Eating Speed Measurement Using Wrist-Worn IMU Sensors in Free-Living Environments
CoRR(2023)
摘要
Eating speed is an important indicator that has been widely scrutinized in
nutritional studies. The relationship between eating speed and several
intake-related problems such as obesity, diabetes, and oral health has received
increased attention from researchers. However, existing studies mainly use
self-reported questionnaires to obtain participants' eating speed, where they
choose options from slow, medium, and fast. Such a non-quantitative method is
highly subjective and coarse in individual level. In this study, we propose a
novel approach to measure eating speed in free-living environments
automatically and objectively using wrist-worn inertial measurement unit (IMU)
sensors.

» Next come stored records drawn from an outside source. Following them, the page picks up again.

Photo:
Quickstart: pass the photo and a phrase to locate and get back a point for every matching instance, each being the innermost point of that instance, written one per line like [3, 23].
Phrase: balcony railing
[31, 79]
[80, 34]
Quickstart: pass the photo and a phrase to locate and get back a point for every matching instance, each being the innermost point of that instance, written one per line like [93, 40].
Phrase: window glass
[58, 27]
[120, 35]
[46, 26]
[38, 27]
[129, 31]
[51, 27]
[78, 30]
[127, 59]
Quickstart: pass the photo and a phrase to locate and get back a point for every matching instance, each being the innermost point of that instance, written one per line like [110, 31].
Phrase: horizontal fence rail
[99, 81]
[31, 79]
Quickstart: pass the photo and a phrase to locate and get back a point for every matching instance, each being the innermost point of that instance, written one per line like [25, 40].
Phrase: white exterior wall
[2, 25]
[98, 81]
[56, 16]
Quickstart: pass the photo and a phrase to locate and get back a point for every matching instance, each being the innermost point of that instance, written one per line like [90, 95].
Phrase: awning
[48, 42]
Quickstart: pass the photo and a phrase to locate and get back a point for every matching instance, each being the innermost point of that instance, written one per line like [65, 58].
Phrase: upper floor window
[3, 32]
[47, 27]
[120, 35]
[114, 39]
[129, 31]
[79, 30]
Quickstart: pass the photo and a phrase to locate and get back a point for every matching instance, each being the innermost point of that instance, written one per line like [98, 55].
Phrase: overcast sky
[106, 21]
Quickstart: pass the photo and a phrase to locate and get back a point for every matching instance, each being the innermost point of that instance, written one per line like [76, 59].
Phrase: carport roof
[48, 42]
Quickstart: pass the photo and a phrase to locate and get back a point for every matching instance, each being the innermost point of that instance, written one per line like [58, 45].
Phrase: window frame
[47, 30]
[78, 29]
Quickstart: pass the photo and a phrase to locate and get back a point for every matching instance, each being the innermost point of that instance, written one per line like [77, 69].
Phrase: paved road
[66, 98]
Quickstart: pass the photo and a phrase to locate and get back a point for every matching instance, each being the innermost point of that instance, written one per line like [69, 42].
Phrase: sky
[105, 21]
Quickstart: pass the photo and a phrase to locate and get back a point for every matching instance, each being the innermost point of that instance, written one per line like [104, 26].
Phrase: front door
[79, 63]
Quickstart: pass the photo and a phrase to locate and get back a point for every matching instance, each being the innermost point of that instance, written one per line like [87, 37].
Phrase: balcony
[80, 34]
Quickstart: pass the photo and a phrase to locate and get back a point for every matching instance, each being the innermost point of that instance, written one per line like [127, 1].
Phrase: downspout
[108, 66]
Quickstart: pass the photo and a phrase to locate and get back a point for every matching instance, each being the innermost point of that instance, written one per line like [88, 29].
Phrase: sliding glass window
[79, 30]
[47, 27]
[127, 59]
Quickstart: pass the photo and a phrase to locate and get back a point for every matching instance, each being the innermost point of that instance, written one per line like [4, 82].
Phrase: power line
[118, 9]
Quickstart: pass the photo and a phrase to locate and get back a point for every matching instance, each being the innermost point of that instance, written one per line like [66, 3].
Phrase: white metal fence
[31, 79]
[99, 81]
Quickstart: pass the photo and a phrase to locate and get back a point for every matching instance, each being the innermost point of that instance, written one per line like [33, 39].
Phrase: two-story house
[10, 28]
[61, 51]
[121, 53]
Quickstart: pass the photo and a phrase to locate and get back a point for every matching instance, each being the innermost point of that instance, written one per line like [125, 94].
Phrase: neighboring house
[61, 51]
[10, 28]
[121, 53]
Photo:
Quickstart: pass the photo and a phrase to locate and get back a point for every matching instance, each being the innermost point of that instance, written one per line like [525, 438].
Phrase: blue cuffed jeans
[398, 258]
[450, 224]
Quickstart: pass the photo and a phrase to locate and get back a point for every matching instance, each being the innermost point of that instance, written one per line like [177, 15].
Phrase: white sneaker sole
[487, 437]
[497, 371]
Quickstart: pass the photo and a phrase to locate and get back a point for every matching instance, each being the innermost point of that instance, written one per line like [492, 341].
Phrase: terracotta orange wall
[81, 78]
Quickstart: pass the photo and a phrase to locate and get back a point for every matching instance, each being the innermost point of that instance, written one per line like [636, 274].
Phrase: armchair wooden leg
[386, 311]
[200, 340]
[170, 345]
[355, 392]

Specifically, a temporal convolutional network combined with a
multi-head attention module (TCN-MHA) is developed to detect bites (including
eating and drinking gestures) from free-living IMU data. The predicted bite
sequences are then clustered to eating episodes. Eating speed is calculated by
using the time taken to finish the eating episode to divide the number of
bites. To validate the proposed approach on eating speed measurement, a 7-fold
cross validation is applied to the self-collected fine-annotated full-day-I
(FD-I) dataset, and a hold-out experiment is conducted on the full-day-II
(FD-II) dataset. The two datasets are collected from 61 participants in
free-living environments with a total duration of 513 h, which are publicly
available. Experimental results shows that the proposed approach achieves a
mean absolute percentage error (MAPE) of 0.110 and 0.146 in the FD-I and FD-II
datasets, respectively, showcasing the feasibility of automated eating speed
measurement. To the best of our knowledge, this is the first study
investigating automated eating speed measurement.